One new photograph revisiting an old post and one new memorial not previously discussed in earlier posts are today’s topics. Both of these memorials can be found near the waterfront in San Pedro, California.

I previously posted a discussion of the impressive¬†Jacob’s Ladder sculpture by Jasper D’Ambrosi. A reader of this blog has graciously provided me with a beautiful photograph of the memorial. Tamara Becker presently serves as a Second Mate and Chief Mate Unlimited on commercial ships. She also has a BA degree in Maritime History, extensive experience at sea, and a keen photographer’s eye. Of all the photographs I have seen of this memorial, Tamara’s is the best. The tenuous nature of the sailors’ hold on the ladder, the water at the lower sailor’s feet, the constant sway and twists of the Jacob’s Ladder, and the life and death tension of the entire situation is vibrantly conveyed in her superb photograph. It is my pleasure to share it with everyone. Thanks Tamara.
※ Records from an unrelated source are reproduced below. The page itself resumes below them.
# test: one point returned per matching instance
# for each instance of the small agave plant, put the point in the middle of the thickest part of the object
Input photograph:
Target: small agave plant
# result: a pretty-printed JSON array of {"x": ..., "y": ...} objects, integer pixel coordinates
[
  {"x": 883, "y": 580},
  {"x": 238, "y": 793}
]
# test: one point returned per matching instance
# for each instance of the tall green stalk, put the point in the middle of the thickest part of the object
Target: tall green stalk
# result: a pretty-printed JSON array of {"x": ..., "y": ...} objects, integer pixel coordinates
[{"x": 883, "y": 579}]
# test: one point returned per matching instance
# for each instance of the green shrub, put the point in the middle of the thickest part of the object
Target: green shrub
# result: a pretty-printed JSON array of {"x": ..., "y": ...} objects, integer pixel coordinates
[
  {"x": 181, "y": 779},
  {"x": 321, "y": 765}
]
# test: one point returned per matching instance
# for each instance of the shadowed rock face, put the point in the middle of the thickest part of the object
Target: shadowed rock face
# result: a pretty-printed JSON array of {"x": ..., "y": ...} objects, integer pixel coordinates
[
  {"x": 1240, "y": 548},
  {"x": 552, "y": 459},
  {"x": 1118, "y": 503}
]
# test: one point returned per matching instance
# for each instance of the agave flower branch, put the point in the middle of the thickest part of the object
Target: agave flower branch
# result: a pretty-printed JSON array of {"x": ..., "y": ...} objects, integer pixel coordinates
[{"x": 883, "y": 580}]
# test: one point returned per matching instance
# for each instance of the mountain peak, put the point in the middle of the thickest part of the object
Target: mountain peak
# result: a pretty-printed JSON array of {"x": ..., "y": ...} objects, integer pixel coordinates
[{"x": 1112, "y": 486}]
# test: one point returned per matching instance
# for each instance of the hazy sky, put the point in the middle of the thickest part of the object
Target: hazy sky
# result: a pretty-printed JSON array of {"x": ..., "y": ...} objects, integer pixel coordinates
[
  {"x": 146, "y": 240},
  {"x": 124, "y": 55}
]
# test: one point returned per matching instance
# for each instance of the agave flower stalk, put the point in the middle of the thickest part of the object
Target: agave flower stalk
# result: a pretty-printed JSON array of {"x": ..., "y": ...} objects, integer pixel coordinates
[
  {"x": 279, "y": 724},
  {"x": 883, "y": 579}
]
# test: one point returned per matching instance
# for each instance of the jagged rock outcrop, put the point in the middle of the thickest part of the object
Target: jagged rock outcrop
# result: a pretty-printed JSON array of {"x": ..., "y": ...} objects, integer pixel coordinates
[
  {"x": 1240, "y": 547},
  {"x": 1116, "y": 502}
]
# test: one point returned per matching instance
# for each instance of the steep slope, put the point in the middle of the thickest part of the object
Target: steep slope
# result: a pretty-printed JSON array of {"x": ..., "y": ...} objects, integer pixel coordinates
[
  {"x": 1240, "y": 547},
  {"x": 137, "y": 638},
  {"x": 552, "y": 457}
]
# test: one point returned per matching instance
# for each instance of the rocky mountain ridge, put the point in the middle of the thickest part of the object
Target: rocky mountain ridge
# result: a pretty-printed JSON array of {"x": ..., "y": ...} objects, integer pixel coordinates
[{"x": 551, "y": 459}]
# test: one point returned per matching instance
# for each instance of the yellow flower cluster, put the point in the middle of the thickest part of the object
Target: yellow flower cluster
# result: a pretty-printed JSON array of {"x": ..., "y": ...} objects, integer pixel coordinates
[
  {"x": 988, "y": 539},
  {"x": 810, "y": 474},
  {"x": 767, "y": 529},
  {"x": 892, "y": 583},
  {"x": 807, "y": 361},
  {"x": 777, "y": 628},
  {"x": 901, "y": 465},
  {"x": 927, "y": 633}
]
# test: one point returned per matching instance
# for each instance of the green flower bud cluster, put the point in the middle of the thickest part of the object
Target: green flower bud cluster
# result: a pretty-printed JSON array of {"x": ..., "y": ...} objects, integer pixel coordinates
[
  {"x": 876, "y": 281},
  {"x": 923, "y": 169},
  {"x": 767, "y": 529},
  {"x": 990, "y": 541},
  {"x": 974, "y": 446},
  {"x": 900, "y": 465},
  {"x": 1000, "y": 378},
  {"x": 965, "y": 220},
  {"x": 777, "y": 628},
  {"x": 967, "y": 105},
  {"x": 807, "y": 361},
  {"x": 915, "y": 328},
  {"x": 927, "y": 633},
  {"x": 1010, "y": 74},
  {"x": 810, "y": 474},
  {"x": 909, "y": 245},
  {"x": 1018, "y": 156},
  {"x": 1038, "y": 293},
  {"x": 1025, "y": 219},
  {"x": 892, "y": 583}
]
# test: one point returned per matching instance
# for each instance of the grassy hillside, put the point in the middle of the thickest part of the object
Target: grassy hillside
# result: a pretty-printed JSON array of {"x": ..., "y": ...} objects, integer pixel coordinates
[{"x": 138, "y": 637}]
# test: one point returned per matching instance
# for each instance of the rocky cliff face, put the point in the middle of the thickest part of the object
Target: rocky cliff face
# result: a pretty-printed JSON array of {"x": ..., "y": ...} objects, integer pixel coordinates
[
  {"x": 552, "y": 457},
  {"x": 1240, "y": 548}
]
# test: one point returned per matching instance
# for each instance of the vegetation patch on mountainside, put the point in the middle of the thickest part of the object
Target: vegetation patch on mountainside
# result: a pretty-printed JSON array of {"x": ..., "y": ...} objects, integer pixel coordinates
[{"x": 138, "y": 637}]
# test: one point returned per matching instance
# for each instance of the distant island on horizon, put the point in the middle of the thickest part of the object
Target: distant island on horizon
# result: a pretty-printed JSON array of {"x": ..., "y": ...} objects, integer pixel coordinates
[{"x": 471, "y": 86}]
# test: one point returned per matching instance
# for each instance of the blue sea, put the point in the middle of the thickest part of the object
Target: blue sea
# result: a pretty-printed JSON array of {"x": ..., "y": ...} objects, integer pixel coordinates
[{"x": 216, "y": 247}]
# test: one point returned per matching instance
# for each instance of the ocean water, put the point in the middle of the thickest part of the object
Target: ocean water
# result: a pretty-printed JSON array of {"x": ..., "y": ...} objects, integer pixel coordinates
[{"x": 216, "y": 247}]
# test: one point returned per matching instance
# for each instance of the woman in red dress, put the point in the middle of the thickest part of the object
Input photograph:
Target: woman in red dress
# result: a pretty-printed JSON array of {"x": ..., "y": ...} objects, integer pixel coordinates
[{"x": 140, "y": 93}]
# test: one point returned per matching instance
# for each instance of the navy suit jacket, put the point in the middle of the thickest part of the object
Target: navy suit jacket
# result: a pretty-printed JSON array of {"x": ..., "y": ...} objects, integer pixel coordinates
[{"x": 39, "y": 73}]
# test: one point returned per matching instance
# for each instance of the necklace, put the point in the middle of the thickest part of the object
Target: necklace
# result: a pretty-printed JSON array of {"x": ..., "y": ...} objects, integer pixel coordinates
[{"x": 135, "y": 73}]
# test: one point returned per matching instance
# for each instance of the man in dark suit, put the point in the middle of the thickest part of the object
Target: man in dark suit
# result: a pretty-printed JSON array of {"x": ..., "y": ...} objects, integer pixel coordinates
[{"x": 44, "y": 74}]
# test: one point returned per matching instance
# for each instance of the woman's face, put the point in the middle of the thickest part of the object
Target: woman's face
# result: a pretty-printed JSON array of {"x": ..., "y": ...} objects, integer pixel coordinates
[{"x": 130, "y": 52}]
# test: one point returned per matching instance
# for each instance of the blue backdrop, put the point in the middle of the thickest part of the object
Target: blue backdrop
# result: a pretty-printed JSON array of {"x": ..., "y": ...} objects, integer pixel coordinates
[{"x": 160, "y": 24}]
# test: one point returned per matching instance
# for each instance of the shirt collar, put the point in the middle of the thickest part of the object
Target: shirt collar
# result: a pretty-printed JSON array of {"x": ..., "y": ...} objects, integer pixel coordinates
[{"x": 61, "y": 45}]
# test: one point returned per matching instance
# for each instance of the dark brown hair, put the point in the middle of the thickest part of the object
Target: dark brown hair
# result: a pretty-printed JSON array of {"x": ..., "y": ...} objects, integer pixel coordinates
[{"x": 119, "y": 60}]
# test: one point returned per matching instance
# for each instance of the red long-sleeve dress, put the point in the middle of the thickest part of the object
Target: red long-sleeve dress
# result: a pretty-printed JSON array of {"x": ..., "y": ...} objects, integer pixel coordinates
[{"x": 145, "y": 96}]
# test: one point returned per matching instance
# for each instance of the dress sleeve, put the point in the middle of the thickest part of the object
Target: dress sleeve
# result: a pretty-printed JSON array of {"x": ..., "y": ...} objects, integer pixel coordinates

Another memorial in San Pedro is the Fishing Industry Memorial. Southern California became a canning location for sardines, mackerel, bluefin tuna, yellowfin tuna, and albacore in the late 1800s. Fresh fish markets became common in San Pedro south to San Diego in the early 1900s. Large fleets of purse seiners could be found in the ports of Southern California throughout the 20th Century. The Fishing Industry Memorial pays tribute to the men who lived and died bringing tuna to market. The fine photograph is courtesy of Manuel Ortiz (mortis24 on Panoramio). Thanks Manuel.